3) The PMFr method relies on the assumption that source chemical profiles remain stable over time. However, real-world atmospheric conditions lead to dynamic source signatures that can vary significantly due to seasonal changes, fuel composition, and combustion conditions. This variability can introduce biases in reconstructed data if profiles differ from reality. Though this study uses a short two-month dataset, concerns about using this method over longer periods (e.g., multi-year datasets) highlight issues with profile stability. The manuscript currently lacks guidance on determining the appropriate temporal window for stable profiles. The reviewer advises the authors to provide clear, quantitative guidelines for assessing this assumption, including metrics or statistical tests (like rolling window analysis or change-point detection) to identify when profiles need recalibration or updating.
4) The PMFr framework relies on a linear mixing model (C=G×F), assuming observed concentrations are linear combinations of primary emissions. However, secondary components like sulfates, nitrates, and Secondary Organic Carbon (SOC) arise from complex, non-linear photochemical reactions, which the linear assumption may fail to accurately capture, particularly during heavy pollution or specific weather conditions. The manuscript does not sufficiently address the uncertainty introduced by this assumption in reconstructing secondary species. It is recommended that the authors discuss the limitations of the linear model in secondary aerosol formation and consider conducting a sensitivity analysis to quantify the uncertainty.
Minor comments:
1) Line 82. MCMS and MCMI should be defined in the first paragraph of section 2.2.

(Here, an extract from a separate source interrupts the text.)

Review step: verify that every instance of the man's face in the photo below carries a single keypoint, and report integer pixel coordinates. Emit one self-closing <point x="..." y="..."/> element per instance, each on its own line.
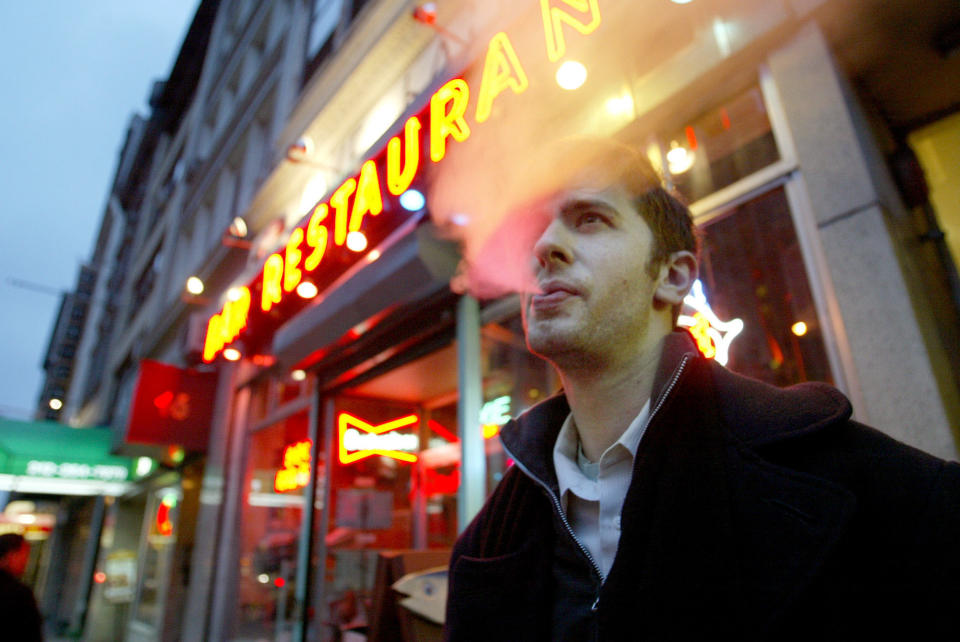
<point x="595" y="292"/>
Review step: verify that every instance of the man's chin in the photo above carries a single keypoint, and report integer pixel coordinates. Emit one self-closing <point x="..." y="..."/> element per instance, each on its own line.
<point x="548" y="344"/>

2) Figure 1b illustrates model performance metrics through a scatter plot comparing MAPE (y-axis) and IOA (x-axis), with R2 values annotated. However, it does not visualize the standard deviation (σ) of modeled data against observations. A model may show high IOA and low MAPE but still misrepresent variability, indicating "amplitude bias," which is crucial for accurate source contribution estimates. The authors should include a Taylor Diagram as a supplementary figure for a comprehensive statistical assessment of variance and correlation in the observed data.